CEO Randall Stephenson had publicly mentioned a likely price increase, and has also spoken about refining the bundle packages to increase their relevance to consumers. The changes come as the company’s WarnerMedia entertainment unit is in the process of formulating its direct-to-consumer subscription service, due out in beta by the end of 2019.
Shares in AT&T have gained a shade less than 1% today and entered the final hour of trading at $30.21 a share.
Wall Street analysts pounced on the news. John Hodulik of UBS wrote in a note to clients that the moves show that relations between distributors and programmers are becoming “increasingly contentious as distributors focus on profitability.” He estimates subscriber losses at DirecTV Now will increase to 822,000 fiscal 2019, but profitability in the Entertainment unit of AT&T where DirecTV is housed, will increase due to lower programming costs. Viacom, Hodulik maintains, is the much bigger loser in the scenario.

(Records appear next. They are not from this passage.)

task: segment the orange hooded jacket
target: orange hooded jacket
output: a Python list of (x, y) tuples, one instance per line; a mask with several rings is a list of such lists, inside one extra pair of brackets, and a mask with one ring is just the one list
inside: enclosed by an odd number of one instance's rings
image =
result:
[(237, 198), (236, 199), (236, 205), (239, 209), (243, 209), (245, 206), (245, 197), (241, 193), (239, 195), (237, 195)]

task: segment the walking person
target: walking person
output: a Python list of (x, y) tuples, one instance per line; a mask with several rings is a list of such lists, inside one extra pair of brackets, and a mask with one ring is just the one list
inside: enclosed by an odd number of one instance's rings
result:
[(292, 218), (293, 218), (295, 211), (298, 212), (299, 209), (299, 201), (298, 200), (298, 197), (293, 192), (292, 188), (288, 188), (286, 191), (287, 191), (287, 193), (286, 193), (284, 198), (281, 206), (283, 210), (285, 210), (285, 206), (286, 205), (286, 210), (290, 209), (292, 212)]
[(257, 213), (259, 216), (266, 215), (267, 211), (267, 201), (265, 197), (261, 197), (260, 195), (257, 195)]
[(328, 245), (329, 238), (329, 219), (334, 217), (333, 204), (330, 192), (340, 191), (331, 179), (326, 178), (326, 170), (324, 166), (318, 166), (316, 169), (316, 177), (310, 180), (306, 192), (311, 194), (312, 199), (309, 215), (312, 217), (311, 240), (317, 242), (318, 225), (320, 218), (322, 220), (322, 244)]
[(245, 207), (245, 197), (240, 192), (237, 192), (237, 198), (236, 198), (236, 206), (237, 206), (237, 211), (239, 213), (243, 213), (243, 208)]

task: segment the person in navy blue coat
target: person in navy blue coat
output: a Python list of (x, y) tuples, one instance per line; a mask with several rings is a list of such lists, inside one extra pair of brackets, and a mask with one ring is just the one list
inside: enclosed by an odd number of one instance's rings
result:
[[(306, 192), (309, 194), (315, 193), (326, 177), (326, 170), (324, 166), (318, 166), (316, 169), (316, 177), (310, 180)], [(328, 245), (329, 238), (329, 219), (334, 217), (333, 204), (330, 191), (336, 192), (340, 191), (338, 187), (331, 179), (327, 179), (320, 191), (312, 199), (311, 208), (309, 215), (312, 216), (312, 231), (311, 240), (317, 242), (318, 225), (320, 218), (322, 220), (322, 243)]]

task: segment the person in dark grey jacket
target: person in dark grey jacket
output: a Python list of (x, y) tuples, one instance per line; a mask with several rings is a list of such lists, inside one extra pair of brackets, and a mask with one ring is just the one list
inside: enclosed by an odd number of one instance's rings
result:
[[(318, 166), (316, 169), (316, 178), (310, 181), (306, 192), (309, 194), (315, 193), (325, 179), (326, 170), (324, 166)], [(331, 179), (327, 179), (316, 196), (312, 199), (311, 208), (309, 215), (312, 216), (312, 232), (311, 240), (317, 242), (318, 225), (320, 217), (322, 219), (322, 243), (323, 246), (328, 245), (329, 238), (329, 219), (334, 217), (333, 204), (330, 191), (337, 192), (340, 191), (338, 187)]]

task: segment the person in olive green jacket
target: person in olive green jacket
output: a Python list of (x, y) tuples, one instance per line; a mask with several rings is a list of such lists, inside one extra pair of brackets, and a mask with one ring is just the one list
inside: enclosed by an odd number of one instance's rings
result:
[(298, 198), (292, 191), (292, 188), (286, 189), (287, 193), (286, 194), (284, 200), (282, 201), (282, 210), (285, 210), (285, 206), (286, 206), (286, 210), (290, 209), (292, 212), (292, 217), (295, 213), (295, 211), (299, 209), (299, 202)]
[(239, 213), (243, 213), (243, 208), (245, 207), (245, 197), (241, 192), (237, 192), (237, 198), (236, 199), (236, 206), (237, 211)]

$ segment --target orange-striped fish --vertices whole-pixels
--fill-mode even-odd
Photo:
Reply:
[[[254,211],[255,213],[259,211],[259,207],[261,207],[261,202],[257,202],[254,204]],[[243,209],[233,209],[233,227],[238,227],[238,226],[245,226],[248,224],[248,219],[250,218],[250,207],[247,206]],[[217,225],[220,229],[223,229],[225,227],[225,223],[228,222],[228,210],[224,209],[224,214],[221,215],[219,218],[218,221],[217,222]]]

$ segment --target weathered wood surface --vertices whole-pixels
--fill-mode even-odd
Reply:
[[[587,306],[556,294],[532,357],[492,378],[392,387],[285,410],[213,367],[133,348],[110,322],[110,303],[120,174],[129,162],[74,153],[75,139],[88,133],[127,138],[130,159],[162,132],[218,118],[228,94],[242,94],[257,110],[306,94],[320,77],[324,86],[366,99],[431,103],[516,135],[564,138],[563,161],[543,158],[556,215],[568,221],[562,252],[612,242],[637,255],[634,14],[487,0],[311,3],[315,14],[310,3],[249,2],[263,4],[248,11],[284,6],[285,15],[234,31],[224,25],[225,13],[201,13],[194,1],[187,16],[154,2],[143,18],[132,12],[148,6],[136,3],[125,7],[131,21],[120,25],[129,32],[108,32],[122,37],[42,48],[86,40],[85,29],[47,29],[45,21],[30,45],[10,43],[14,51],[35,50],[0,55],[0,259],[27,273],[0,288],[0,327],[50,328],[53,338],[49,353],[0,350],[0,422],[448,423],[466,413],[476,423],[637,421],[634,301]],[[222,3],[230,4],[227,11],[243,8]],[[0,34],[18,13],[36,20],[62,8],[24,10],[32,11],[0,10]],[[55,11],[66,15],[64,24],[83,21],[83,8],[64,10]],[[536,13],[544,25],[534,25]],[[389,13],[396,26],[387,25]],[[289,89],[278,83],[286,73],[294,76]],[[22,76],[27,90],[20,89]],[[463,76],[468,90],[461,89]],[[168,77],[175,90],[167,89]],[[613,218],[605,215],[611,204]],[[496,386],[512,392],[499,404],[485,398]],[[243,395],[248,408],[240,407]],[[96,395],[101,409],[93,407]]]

Rich Greenfield, an analyst with BTIG, takes a dimmer view of AT&T’s fortunes. “While the new pricing will certainly help DirecTV Now move toward gross margin profitability,” he wrote in a blog post, “it does appear to make its vMVPD service far less compelling to consumers, with both of its direct competitors cheaper (YouTube TV at $40 and Hulu Live at $45).”
Cord Cutters News had the first report about AT&T’s streaming changes.